An aside in Joel Kotkin's recent article, America Still Beckons:
New York City, the traditional center of European immigration, provides an excellent case in point. An analysis of recent census numbers indicates that white immigrants to New York (the vast majority of whom are from Europe) represent the largest number of contributors to the net growth of educated young people in the city. Without the disproportionate contributions of these young Europeans, New York would actually have suffered a net outflow of educated people under 35 during the late 1990s. Overall, there are now half a million New York City residents who were born in Europe.
[Emphasis mine.] One pillar of the conventional wisdom is that the big "blue" cities are a magnet for America's best and brightest. Indeed, many Democratic-leaning commenters have not been shy in claiming a causal connection between the observed liberalism and the assumed educational superiority of such cities. For an example, we of course look to Matthew Yglesias, who can always be relied upon for partisan rationalization. Here is one example:
Beyond simple regional pride -- go Northeast! -- there's a serious point here. Virtually all of the globally competetive [sic] sectors of the American economy, film, television, music and other media, software, financial and legal services, etc. are concentrated in Blue America. The Reddish portions of the country are living off federal subsidies, tarrif [sic] barriers, and military spending.
[This use of the word "serious", by the way, is a repeated rhetorical tic of Mr. Yglesias's, signifying that he has noticed something agreeable to him.] One of Mr. Yglesias's commenters repeats this conventional wisdom more bluntly:
The votes of the best educated, most financially successful, most culturally sophisticated people in the country don't count, so the politicians just don't talk to them.
How is this belief, which seems important to the self-image of blue-state liberals, to be reconciled with New York as an exporter of young talent, rather than a magnet?

[A related post by Michael Lind, here.]

Harriet Miers

Ms. Miers just went up to 50% bid on Tradesports (between 0706 and 0711 NY time). Now 60% at 0712. Bids for Luttig and Jones have evaporated. Looks like we have a winner.

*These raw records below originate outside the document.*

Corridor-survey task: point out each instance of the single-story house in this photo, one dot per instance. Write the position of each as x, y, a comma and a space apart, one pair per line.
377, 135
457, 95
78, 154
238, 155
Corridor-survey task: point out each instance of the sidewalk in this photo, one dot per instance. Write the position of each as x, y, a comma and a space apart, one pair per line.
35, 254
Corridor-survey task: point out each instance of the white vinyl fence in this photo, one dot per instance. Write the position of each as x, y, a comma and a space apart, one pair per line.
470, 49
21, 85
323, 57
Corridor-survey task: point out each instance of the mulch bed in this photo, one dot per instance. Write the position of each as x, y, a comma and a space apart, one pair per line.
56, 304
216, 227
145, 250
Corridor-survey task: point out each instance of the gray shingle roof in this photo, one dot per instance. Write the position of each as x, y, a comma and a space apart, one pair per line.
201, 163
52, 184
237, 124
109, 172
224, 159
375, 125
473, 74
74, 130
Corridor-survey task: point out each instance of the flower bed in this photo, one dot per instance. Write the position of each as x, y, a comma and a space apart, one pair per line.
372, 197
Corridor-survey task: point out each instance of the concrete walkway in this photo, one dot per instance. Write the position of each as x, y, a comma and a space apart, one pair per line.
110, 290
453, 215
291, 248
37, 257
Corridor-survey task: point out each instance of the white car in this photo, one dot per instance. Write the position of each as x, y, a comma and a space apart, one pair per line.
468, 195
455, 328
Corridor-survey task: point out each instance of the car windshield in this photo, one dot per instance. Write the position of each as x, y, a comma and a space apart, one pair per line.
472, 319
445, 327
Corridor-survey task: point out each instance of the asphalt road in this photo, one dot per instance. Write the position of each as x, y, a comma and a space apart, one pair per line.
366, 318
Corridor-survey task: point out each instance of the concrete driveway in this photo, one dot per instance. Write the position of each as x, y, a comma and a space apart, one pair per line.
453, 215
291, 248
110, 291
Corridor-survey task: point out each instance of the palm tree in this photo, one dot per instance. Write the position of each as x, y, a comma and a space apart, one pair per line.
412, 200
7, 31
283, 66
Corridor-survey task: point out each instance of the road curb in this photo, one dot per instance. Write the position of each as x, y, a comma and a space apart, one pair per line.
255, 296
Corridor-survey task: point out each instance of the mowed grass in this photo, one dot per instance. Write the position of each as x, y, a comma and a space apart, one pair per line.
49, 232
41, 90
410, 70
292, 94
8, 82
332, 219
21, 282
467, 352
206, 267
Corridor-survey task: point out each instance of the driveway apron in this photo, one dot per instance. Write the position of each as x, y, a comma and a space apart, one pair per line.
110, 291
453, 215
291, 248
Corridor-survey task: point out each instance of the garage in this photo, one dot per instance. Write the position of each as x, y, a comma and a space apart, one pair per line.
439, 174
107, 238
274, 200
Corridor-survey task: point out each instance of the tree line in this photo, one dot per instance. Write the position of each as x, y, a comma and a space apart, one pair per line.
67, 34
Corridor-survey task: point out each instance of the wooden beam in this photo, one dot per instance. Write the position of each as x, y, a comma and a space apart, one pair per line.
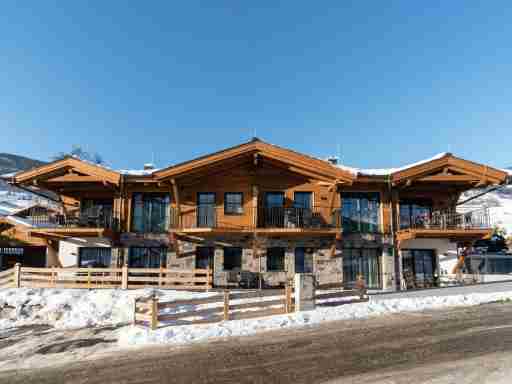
176, 193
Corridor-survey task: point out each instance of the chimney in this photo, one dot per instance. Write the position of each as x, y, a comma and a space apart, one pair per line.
333, 160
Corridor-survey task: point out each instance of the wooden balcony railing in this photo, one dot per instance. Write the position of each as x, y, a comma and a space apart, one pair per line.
275, 217
478, 219
85, 219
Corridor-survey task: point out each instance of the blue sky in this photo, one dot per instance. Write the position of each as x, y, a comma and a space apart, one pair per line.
385, 83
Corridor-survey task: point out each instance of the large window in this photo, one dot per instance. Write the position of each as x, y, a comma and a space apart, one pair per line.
233, 203
204, 257
360, 212
275, 259
150, 212
232, 258
419, 264
361, 261
96, 212
414, 214
302, 256
147, 257
303, 200
96, 257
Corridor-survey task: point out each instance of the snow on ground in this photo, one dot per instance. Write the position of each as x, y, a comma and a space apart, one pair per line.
136, 335
71, 309
75, 308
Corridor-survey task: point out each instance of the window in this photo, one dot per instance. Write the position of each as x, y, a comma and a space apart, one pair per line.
96, 213
150, 212
414, 214
96, 257
233, 203
147, 257
206, 215
274, 199
419, 263
232, 258
302, 200
302, 256
360, 212
275, 259
204, 257
361, 261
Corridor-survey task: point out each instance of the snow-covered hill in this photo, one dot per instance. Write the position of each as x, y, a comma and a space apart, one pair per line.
499, 203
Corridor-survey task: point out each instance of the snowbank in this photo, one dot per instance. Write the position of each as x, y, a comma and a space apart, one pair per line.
74, 308
135, 335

[Update: for the record, I believe that Bush's selection of the head of the selection committee, here as in Mr. Cheney's case, betrays a substantial flaw in Mr. Bush's character. I am a great fan of Mr. Cheney's, but cannot approve of a selection process whose director has such an incentive to subvert the search. If I want a qualified employee, I ask a headhunter -- but I don't hire the headhunter.]

[Update: Powerline goes off the reservation! I thought they had a charter that forbade that...]

[Update: Is Ms. Miers meant to fail? Those looking for Roveian plots everywhere would enjoy this possibility. Rejection of Ms. Miers in the Senate might embarrass female-quota proponents and make a conservative successor more likely, while also prolonging the confirmation process (generally a winner for Republicans) as long as possible. Frankly, I do not think Mr. Bush is this tricky.]

[Update 13 October: John Fund has much more on the original failure of process.]